Unfortunately, there’s nothing any individual can do about it. Until the government wakes up to themselves and stops being frigging monkeys and idiots because that’s what they are right now, it’s absolutely ridiculous what they’re doing and I don’t agree with it whatever. But anyway, that’s my rant. Look, anyway, the things to consider whether you should take a mortgage or not.
If you don’t take a mortgage, you for it with cash, fantastic. What it’s going to mean is if this is the rent and these are the costs, that’s the profit, and therefore that is what you’ll pay tax on. Now my alternative option, I would rather go, “You know what? I’ll take a mortgage on that, I’ll use the money that I would have paid cash for that to buy another investment, so now we’ve got two investments so I’ve diversified if you like. Then what I’ll do is I’ll potentially buy one in one area, one in another so when that area is going up, that area might not be, and vice versa.
So that’s a good portfolio strategy but also what it means is that money that I was wasting in tax and giving to those frigging monkeys that are just going to waste it on ridiculous unproductive things, it’s not getting used, it’s going back into our portfolio. Now, the question with that is then what’s the leverage or the amount of leverage, the amount of loan-to-value I should be getting. And of course, if you’re looking to pay cash, well don’t go to a high.
I would recommend 60%, if you want to be really, really conservative 50%. Because at 50%, you’re really going to be covered for a long period of time and you’re really going to… Now, if you’re playing purely for income, fine. No problems, we can do that. But there are other ways that we can do, still take a mortgage, still get a high yield, and work that out.
So speak to the team about those opportunities that you can because it’s… So it’s not just a case of saying “Right, I want cash because I’m going to make this much money each month. You have got to then take the tax off and then you see what’s left and you think “Well, actually, you know what? That versus if I did two and made this much, I’m going to end up with about the same amount of money in my pocket but I now have double the asset potentially which over… If the market rose 10%, that’s 10% increase on the doubled amount.

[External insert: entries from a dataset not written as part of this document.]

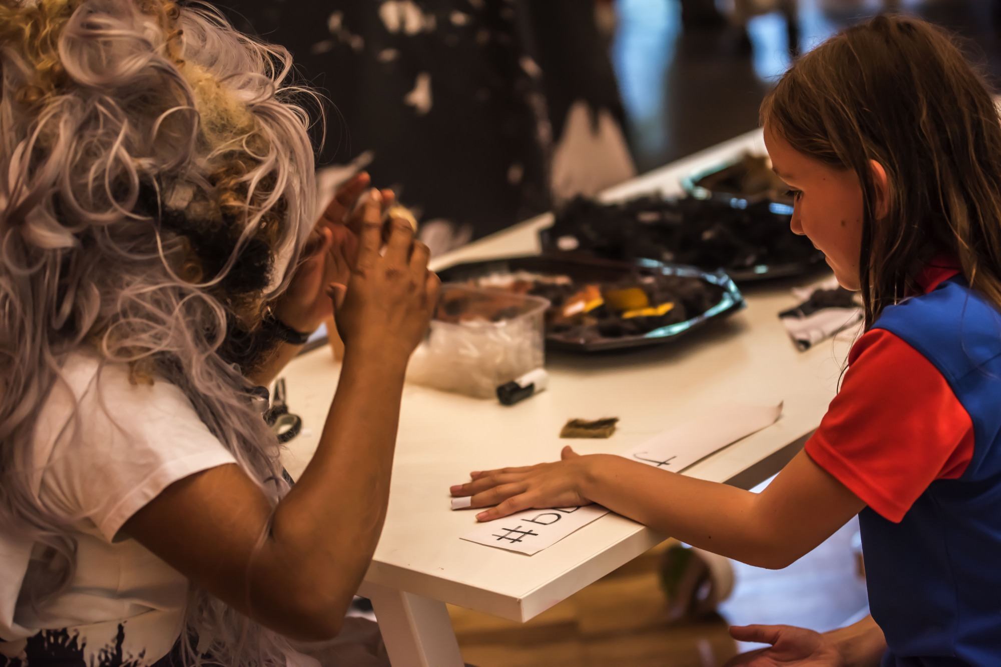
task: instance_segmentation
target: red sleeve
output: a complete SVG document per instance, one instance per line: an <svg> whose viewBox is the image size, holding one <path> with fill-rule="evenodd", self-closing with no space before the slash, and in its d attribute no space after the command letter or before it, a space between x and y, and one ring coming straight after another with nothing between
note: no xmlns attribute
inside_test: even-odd
<svg viewBox="0 0 1001 667"><path fill-rule="evenodd" d="M973 424L938 369L882 329L852 348L841 391L807 454L869 507L899 522L928 485L973 456Z"/></svg>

So your return on investment, which should be why we’re doing this whole thing, is going to be higher. So there’s just some consideration, some basic consideration. Can you do cash? Yes, you can. We have lots of clients doing cash and in fact more and more international investors are doing cash now because they simply can’t get mortgages. I mean, it’s ridiculous the state of things now and the way things are going with the way mortgages are. And that’s not just in the UK, that’s all around. Things have tightened up which, in some ways that’s a good thing because what it’s done is tightened up where’s the market’s sort of hitting a peak so what you might find is there’s not going to be this drop, it’ll be a nice, even… A bit like this. And then back up again. Great, that’s good for that cycle. But I think the way they’re going about it is absolutely ridiculous because it’s targeting some and not others.
Corporations are almost getting away scot-free whereas individuals aren’t and that, for me, that’s not how it should be. Individuals should be getting supported. Corporations should be the ones that should be getting penalized on this.
But anyway, that’s another discussion, another rant. But guys, yeah, so cash, absolutely possible but just consider those few things.
Okay, guys. Have a great day. Live with passion.